Natalja Grigorjewna Scharina (russisch Наталья Григорьевна Шарина, englische Transkription Natalya Sharina; * 13. Juli 1957) war die Direktorin der staatlichen Bibliothek für ukrainische Literatur in Moskau. Sie steht seit Oktober 2015 unter Hausarrest. Gegen ihre Verhaftung gab es zahlreiche Proteste in Russland und im Ausland.

Berufliche Entwicklung[Bearbeiten | Quelltext bearbeiten]

Natalja Scharina studierte an der Fakultät für Sprachwissenschaft der Fernöstlichen Staatlichen Universität in Wladiwostok bis 1981. Nach Beendigung ihres Studiums arbeitete sie zunächst als Bibliothekarin. 1986 ging sie nach Moskau. Dort war sie später in der Kulturverwaltung für Bibliotheken zuständig.

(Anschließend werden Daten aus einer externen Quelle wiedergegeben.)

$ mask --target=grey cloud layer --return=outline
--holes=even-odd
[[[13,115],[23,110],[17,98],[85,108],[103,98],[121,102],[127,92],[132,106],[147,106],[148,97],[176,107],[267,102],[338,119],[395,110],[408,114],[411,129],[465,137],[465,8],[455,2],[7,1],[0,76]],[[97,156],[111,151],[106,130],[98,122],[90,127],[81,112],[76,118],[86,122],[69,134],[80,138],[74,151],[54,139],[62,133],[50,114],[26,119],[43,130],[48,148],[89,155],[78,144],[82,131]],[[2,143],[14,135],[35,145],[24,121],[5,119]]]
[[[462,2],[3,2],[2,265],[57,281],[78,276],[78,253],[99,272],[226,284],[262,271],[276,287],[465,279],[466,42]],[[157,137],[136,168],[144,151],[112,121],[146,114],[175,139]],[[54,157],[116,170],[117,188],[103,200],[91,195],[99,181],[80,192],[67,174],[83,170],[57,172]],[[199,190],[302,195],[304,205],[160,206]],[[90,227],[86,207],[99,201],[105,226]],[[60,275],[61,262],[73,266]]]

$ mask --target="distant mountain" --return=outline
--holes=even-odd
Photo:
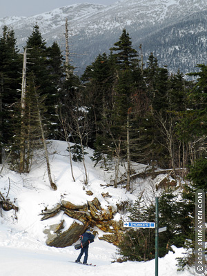
[[[142,45],[146,62],[153,52],[161,66],[186,73],[207,60],[206,15],[206,0],[121,0],[109,6],[75,4],[28,18],[7,17],[0,26],[12,26],[21,48],[37,23],[49,45],[56,40],[64,49],[67,17],[70,52],[76,53],[72,59],[79,73],[99,53],[109,52],[126,28],[132,46],[139,51]]]

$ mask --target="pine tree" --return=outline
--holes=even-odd
[[[0,163],[2,149],[12,139],[10,119],[12,106],[20,99],[21,58],[19,55],[14,32],[8,27],[3,28],[0,38]]]
[[[124,29],[121,37],[115,46],[110,50],[116,52],[114,57],[118,68],[121,69],[133,68],[137,65],[137,51],[132,48],[129,33]]]

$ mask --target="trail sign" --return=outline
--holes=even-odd
[[[164,232],[164,231],[166,231],[167,230],[167,227],[162,227],[161,228],[158,229],[158,233],[161,233],[161,232]]]
[[[124,227],[134,227],[137,228],[155,228],[155,222],[124,221]]]

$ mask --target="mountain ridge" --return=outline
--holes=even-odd
[[[197,61],[204,62],[207,57],[204,45],[199,45],[201,37],[197,37],[199,34],[203,36],[203,34],[201,34],[201,30],[196,27],[196,23],[193,25],[190,23],[195,18],[199,22],[200,19],[196,14],[204,13],[206,10],[207,2],[204,0],[121,0],[110,6],[86,3],[61,7],[28,18],[21,18],[19,21],[13,19],[8,27],[13,28],[21,48],[25,45],[27,37],[37,23],[48,45],[55,40],[64,50],[64,24],[67,17],[69,29],[72,30],[72,33],[70,34],[72,44],[71,52],[87,54],[81,59],[72,58],[75,65],[79,68],[79,73],[82,73],[86,66],[92,62],[99,54],[108,53],[108,49],[118,41],[122,30],[126,28],[132,37],[133,47],[138,50],[140,44],[142,45],[145,59],[149,53],[155,52],[158,59],[161,58],[161,63],[168,65],[170,63],[170,71],[175,72],[181,68],[185,73],[190,71],[193,67],[191,62],[189,68],[189,57],[184,55],[185,52],[190,52],[190,54],[189,44],[192,47],[192,39],[197,37],[193,46],[197,48],[196,57],[193,58],[195,61],[194,67]],[[205,17],[202,19],[202,22],[199,23],[201,29],[206,28]],[[9,19],[12,20],[8,19],[8,21]],[[0,26],[2,26],[2,22],[0,19]],[[182,42],[179,43],[176,39],[178,45],[174,45],[175,38],[172,37],[172,32],[178,26],[179,33],[174,32]],[[190,32],[191,38],[189,37]],[[181,36],[180,33],[182,33]],[[156,48],[156,46],[153,46],[155,37],[157,37],[156,41],[159,39],[163,41],[159,47],[160,50]],[[187,48],[186,49],[181,44],[185,41],[185,38],[188,41],[184,43],[184,48]],[[165,45],[166,41],[167,48]],[[172,51],[172,48],[179,49],[179,52]],[[167,59],[163,59],[161,49],[168,56]],[[176,55],[178,55],[176,57]]]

2007 wurde sie Direktorin der Bibliothek für ukrainische Literatur, der einzigen Bibliothek ihrer Art in Russland, mit über 60.000 Medieneinheiten vor allem in ukrainischer Sprache.[1][2] Ihr Vorgänger war wegen zu stärken ukrainischen Nationalismus zuvor von der Stadtverwaltung entlassen worden.[3] Natalja Scharina beherrschte zu diesem Zeitpunkt nicht die ukrainische Sprache.

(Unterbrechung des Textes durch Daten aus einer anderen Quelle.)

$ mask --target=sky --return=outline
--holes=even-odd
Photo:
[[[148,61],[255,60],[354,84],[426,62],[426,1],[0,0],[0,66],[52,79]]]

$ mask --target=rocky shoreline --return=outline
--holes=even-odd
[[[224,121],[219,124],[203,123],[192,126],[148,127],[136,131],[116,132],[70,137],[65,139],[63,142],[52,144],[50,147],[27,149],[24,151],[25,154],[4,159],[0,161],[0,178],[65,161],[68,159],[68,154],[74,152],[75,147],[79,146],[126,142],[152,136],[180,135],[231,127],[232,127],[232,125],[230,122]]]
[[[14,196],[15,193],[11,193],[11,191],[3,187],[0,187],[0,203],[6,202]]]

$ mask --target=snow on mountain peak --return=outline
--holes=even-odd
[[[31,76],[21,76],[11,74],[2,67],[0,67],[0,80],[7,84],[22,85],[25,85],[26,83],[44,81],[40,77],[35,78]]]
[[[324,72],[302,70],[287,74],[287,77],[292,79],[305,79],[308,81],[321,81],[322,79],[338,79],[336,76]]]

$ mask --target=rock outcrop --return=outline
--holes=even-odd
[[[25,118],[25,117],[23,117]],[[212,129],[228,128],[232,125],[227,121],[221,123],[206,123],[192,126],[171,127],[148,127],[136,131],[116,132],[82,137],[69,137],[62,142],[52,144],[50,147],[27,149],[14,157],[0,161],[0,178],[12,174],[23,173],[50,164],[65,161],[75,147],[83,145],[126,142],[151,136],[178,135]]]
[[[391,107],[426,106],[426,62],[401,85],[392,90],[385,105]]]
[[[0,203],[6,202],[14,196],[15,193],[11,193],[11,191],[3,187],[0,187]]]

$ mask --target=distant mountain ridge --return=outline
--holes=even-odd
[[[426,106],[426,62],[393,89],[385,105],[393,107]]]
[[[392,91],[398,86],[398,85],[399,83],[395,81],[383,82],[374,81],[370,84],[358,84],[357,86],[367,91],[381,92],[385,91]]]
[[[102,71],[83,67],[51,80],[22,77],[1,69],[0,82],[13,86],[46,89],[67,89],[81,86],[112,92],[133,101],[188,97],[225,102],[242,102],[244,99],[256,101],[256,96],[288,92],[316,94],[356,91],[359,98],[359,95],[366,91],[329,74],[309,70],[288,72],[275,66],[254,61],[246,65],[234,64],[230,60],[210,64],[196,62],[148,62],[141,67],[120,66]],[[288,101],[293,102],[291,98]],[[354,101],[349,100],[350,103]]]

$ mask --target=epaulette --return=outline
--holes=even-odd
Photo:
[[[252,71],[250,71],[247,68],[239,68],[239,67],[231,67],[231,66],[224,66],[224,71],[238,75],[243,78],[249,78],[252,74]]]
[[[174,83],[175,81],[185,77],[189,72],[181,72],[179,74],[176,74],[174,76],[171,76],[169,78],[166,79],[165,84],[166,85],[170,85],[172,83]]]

2010 wurde sie erstmals nach einer Durchsuchung der Bibliothek wegen „Verbreitung extremistischer Literatur“ vor einem Moskauer Gericht angeklagt. 2013 wurde das Verfahren eingestellt.

Verhaftung[Bearbeiten | Quelltext bearbeiten]

Am 28. Oktober 2015 fand eine Razzia in der Bibliothek durch mit Maschinengewehren bewaffnete und maskierte OMON-Polizisten statt.[4][1] Es wurden Bücher, Zeitschriften und andere Medien beschlagnahmt, Natalja Scharina wurde verhaftet und ihre Wohnung durchsucht. Am 30. Oktober wurde sie unter Hausarrest gestellt. Im August 2016 wurde dieser verlängert.[5]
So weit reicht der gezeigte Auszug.